But in New York, FERPA is not the only privacy rule to apply[4] to these information-sharing systems.  As the member states, New York’s Civil Practice Laws and Rules (the “CPLR”) §4509 (“4509”) also governs a student’s records—at least, their library records.  And it sets the bar high.

4509 is a short law where every word matters, so it is worth quoting in full here: 

Library records, which contain names or other personally identifying details regarding the users of public, free association, school, college and university libraries and library systems of this state, including but not limited to records related to the circulation of library materials, computer database searches, interlibrary loan transactions, reference queries, requests for photocopies of library materials, title reserve requests, or the use of audio-visual materials, films or records, shall be confidential and shall not be disclosed except that such records may be disclosed to the extent necessary for the proper operation of such library and shall be disclosed upon request or consent of the user or pursuant to subpoena, court order or where otherwise required by statute. [emphasis added]

As you can see, “college and university libraries,” even though they are part of larger institutions, are clearly covered by this law.

So how does 4509 impact the member’s question?

First, every library (academic or not) should have a clear sense of what it regards as “library records.”  As can be seen in the statute, the term is not precisely defined (“including but not limited to” leaves a lot of room for argument!).  Some of the obvious ones are listed in the law (circulation records, database searches, copy requests) but unnamed others could be just as vital to privacy (use of a 3-D printer, security footage covering the circulation desk, and in the member’s example, the use of research appointments).   And still others activities that use the library may or may not apply (classes conducted in the library, but not part of library programming, are arguably excludable).

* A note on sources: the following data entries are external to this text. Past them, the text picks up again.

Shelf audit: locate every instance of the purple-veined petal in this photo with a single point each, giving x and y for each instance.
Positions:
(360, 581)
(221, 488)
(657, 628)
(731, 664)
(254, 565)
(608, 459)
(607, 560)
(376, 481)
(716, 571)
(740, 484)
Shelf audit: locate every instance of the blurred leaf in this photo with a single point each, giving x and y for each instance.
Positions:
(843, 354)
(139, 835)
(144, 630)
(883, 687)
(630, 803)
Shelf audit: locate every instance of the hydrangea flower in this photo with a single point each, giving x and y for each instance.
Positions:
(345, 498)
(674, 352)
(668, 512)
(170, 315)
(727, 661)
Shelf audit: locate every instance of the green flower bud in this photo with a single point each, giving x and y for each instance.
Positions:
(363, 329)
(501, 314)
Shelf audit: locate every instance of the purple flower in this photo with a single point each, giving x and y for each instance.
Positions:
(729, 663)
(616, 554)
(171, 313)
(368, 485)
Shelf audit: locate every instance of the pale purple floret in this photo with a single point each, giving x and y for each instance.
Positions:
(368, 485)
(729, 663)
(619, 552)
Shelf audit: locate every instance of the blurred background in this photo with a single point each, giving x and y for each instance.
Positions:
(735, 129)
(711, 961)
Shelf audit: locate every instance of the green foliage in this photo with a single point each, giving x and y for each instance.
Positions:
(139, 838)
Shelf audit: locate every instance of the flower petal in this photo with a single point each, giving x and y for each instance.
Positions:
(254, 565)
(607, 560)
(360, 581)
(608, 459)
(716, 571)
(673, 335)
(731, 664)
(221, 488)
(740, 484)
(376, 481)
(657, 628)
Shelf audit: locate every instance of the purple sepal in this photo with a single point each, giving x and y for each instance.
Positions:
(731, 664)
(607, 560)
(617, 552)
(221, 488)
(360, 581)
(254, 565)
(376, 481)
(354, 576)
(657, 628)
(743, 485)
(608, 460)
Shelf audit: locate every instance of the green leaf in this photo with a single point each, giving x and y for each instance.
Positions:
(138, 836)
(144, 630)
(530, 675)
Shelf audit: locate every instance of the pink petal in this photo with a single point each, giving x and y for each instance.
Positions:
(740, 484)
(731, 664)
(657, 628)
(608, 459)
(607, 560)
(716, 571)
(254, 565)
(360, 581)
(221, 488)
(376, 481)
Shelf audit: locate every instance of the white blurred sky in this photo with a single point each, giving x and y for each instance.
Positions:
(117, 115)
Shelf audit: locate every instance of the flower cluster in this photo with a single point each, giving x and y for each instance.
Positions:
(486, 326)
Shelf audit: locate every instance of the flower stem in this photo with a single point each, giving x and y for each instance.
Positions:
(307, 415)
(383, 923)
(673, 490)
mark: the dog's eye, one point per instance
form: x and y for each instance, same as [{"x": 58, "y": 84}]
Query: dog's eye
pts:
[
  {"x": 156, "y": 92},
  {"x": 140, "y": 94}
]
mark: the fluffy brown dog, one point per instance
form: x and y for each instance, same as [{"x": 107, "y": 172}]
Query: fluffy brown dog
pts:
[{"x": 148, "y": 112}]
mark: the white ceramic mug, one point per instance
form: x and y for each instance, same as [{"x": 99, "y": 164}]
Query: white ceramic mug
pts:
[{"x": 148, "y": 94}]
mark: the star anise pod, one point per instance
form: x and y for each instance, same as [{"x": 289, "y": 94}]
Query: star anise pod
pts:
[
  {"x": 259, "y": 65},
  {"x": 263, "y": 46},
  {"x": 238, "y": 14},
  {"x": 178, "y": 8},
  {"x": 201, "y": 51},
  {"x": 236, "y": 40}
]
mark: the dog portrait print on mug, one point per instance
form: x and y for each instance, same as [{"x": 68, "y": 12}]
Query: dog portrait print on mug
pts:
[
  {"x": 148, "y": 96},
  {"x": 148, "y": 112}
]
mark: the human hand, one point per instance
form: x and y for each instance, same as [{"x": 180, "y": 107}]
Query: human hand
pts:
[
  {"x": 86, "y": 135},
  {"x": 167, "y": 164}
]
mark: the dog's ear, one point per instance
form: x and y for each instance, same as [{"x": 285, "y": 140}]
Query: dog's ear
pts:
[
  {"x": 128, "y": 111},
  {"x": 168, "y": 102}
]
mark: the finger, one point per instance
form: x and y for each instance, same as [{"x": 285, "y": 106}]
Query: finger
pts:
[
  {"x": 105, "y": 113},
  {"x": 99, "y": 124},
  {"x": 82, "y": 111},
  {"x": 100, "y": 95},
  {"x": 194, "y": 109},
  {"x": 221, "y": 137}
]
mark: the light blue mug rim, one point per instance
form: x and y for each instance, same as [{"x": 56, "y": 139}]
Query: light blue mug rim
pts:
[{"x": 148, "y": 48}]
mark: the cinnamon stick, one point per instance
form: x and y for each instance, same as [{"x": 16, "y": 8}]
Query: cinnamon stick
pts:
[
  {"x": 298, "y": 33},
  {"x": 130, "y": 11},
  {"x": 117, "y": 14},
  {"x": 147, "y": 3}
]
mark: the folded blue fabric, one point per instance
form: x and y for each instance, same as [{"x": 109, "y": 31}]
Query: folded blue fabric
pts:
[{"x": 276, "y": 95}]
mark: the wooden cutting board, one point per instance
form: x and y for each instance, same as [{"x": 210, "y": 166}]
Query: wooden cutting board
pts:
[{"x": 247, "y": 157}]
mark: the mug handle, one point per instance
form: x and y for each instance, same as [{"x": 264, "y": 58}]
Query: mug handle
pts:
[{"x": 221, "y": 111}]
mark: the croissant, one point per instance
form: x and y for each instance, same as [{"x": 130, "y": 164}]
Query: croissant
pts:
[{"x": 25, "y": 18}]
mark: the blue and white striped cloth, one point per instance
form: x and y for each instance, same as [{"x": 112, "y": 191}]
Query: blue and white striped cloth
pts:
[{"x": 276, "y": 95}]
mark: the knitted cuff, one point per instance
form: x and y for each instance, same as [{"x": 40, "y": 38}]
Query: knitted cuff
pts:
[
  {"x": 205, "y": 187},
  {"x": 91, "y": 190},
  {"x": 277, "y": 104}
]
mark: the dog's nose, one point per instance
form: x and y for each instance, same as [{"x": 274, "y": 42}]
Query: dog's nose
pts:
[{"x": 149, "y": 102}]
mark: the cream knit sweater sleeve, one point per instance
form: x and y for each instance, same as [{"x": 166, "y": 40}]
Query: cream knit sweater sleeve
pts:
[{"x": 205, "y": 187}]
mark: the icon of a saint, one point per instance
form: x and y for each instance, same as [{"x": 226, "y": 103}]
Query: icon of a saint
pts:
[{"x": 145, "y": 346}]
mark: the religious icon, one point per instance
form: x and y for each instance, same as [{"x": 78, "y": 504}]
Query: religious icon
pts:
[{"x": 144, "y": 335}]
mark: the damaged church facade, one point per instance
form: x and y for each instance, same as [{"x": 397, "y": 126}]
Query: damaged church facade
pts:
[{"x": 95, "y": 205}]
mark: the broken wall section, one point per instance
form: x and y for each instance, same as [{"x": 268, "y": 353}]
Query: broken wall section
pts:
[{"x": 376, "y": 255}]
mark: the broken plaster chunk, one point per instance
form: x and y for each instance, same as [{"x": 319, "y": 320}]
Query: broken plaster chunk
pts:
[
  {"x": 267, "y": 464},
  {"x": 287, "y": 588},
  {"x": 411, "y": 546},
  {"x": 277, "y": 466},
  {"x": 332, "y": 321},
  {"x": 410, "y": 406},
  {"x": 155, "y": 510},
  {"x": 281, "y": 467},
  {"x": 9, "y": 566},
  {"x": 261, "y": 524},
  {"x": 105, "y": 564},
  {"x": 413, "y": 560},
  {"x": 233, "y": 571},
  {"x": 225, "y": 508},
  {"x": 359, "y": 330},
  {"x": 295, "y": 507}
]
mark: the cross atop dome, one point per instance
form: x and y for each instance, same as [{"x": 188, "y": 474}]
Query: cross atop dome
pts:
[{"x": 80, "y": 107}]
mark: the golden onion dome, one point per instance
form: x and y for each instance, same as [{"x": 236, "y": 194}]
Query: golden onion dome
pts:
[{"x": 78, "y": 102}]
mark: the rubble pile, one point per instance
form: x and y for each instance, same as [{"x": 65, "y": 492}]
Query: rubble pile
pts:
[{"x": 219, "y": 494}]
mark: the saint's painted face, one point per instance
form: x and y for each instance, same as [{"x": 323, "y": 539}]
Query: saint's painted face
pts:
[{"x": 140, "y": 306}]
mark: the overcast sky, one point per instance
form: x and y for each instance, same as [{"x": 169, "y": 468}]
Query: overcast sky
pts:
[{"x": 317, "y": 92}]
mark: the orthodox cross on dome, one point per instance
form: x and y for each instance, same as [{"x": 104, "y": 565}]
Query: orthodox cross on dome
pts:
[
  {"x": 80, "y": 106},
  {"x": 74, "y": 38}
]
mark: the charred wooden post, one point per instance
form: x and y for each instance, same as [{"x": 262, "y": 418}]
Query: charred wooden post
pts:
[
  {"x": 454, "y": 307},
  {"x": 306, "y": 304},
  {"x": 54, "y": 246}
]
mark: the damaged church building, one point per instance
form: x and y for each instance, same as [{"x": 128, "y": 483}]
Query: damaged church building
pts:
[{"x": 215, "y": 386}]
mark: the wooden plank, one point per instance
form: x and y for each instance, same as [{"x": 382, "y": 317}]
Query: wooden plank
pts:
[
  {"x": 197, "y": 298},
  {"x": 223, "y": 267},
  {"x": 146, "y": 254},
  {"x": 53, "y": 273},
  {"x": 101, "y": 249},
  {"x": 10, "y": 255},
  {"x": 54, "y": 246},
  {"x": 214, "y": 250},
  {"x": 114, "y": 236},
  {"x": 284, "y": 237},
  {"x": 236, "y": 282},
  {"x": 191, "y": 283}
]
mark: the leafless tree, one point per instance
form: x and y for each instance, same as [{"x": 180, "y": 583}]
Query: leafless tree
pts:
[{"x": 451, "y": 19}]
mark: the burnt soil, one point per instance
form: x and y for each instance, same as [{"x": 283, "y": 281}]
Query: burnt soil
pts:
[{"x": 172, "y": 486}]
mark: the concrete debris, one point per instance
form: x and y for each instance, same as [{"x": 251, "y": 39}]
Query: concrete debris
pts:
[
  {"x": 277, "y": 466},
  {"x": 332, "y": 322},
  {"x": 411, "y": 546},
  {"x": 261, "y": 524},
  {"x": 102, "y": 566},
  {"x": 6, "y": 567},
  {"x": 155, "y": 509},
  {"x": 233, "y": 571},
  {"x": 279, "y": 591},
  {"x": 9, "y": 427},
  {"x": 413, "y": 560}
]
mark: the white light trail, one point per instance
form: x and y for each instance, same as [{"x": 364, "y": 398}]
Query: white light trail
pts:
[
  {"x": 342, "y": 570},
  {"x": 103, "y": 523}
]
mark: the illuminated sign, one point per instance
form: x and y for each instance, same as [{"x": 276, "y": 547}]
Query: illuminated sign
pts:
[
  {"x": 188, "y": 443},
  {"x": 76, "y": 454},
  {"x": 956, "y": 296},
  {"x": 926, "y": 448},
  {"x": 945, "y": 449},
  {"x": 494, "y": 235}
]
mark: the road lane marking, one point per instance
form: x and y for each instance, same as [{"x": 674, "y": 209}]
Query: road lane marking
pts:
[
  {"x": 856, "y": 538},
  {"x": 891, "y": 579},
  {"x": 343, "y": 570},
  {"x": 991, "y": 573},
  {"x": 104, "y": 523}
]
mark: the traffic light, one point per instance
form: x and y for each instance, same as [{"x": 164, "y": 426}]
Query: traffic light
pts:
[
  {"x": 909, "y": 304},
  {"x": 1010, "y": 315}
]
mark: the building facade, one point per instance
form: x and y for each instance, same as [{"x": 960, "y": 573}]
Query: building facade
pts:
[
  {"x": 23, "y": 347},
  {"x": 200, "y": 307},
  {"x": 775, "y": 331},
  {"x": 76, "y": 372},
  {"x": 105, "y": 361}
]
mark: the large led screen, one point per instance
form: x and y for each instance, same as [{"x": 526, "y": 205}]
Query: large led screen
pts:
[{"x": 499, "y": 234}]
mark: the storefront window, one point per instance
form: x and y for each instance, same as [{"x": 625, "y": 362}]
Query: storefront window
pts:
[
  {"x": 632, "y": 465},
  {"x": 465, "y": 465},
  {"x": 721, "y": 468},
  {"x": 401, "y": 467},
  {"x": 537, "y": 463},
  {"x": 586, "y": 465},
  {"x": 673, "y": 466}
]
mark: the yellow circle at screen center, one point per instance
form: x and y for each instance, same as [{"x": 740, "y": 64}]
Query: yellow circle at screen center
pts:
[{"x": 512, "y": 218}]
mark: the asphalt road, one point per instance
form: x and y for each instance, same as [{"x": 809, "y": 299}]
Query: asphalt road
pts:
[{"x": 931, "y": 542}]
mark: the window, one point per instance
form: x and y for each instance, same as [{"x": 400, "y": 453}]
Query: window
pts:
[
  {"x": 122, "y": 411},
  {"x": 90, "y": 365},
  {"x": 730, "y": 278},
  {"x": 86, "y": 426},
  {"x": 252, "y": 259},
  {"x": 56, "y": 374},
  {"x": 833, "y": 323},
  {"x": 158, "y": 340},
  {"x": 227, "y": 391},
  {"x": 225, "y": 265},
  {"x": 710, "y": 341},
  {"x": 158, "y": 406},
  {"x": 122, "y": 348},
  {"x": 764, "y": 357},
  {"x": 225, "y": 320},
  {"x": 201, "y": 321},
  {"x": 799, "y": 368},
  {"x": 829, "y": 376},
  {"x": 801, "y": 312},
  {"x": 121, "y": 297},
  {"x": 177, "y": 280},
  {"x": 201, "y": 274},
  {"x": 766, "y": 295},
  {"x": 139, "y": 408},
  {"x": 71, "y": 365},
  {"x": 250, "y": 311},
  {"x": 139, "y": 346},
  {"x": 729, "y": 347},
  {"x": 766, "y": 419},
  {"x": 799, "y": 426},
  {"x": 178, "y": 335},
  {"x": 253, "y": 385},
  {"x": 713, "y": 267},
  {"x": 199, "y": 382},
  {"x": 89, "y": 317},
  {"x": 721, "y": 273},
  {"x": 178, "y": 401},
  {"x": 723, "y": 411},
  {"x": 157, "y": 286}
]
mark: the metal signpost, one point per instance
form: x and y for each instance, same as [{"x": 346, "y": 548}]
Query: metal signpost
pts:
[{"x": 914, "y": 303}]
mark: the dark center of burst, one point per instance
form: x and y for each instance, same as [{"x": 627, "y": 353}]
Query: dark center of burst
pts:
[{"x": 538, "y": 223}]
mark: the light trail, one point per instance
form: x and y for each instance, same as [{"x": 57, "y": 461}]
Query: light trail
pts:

To protect the records as required by law, a library must know precisely what records it must protect.  This is why, just like a public or association library, a college or university library should have a “Privacy of Library Records” policy clearly showing where it draws the line. Such a policy should also have a “subpoena response protocol,” so the library can train staff on how to receive internal and external third-party demands for information. 

And in a perfect world, this college or university “Privacy of Library Records Policy” should be known and supported by the institutional officer who oversees the library (a Provost or Academic VP).  This officer’s authority, from time to time, may be needed to ensure the policy is respected by campus safety officers, student disciplinary administration, and any other department that might want library records in service of another institutional purpose.  Librarians should not hold the 4509 lines alone!

Now, back to the member’s scenario.  Once a library knows precisely where it “draws the line” on library records, the member’s instinct is right: any access to information that falls within the institution’s definition of “library records” should be either denied, or allowed only as the law requires: via a signed consent from the user/student.

I know, just what every student wants—to fill out another form!  But these 4509 consents, just like a “FERPA Waiver,” are not only mechanisms to ensure legal compliance, they are a chance to educate students about their right to privacy. 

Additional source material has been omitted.